Activision has been failing in the diversity department. Today’s news follows on the heels of last week’s appointment of Kristen Hines, a former executive with Accenture (ACN), as Activision Blizzard’s new chief diversity, equity and inclusion officer. Hines’ appointment was timely, as Activision had also has been found to be in violation of a California law that requires publicly traded companies with six or more people on the board to have at least three women directors. Prior to today’s announcement, the company had two women on the Board: Reveta Bowers, a independent governance and organizational consultant for various non-profits; and Dawn Ostroff, Chief Content and Advertising Officer at Spotify (SPOT).
ATVI: Board Diversity & Inclusion Snapshot (before today’s announcement)
More red flags: executive compensation. In addition to the relative underperformance of ATVI shares, executive compensation is another important notable concern, with the company’s C-suite and directors overpaid relative to peers. Notably, only 55% of shareholders voted in favor in the company’s 2021 Say-on-Pay vote. Following the sexual harassment allegations, in October 2021, Kotick took a pay cut which reduced his overall annual compensation to $62,500 and did not give him any additional bonuses or equity. That said, critics viewed the reduction as an “empty public gesture” in light of the severity of the allegations facing the company.

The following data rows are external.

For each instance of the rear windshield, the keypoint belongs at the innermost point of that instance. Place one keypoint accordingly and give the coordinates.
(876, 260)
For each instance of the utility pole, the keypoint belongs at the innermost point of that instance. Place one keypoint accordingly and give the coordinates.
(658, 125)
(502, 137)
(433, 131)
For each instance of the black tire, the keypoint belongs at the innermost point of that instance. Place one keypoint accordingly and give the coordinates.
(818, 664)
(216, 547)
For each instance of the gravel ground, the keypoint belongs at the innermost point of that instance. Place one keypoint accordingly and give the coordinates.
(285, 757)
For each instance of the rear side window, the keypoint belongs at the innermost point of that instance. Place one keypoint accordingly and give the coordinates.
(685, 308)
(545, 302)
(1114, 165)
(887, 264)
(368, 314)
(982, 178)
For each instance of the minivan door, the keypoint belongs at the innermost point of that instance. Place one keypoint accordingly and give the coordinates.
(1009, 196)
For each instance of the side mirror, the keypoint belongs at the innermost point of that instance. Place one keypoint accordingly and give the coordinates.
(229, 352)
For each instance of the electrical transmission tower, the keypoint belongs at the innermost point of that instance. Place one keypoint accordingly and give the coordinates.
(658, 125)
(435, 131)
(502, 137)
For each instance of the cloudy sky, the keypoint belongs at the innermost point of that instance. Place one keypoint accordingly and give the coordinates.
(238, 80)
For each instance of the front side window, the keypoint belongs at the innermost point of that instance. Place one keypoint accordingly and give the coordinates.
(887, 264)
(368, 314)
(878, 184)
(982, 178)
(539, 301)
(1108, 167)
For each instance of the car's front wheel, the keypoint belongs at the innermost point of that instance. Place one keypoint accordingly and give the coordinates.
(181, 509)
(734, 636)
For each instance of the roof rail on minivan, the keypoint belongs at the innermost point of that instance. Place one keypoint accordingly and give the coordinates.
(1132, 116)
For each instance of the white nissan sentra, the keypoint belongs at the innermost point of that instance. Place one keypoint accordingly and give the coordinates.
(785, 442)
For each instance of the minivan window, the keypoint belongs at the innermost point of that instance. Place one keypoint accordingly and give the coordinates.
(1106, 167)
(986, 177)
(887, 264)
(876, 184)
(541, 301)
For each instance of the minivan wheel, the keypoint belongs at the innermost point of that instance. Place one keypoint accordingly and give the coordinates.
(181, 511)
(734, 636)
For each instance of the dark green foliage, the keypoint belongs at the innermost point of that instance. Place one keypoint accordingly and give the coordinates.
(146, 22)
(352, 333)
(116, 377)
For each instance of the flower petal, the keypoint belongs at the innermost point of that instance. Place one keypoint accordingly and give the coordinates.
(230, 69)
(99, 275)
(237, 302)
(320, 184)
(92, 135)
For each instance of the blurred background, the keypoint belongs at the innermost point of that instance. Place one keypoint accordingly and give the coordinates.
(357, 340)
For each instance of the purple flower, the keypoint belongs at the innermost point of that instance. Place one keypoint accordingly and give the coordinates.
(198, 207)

Kotick’s golden parachute. Relating to compensation, there are obvious concerns around Kotick, who could could receive as much as $22 million in stock in July or later, if Activision’s board sees improvement in company culture. Should Kotick be fired without cause by Microsoft, he’ll get a $15 million “golden parachute,” according to the filing’s compensation proposal.
Overpaid? ATVI Pay for Performance Assessment: 2020
Cleaning house ahead of Microsoft acquisition; April 28 vote. Regulators are currently reviewing the $68.7 billion proposed acquisition by Microsoft (MSFT). Since the January announcement, the deal has come under significant scrutiny– both by the FTC and shareholders of both companies. Microsoft anticipates a close in 1H2023, subject to closing conditions and regulatory review. The FTC is currently conducting an antitrust review to determine whether the takeover would give Xbox an unfair competitive advantage. Earlier this month, members of the US Senate also wrote a letter of concern about the deal, suggesting that Microsoft’s acquisition could lead to sexual misconduct accusations being swept under the rug. An improvement of Activision’s corporate culture is critical to the success of this transaction, which would be Microsoft’s largest to date. Activision Blizzard investors will vote for or against the proposed takeover in a special meeting of stockholders on April 28.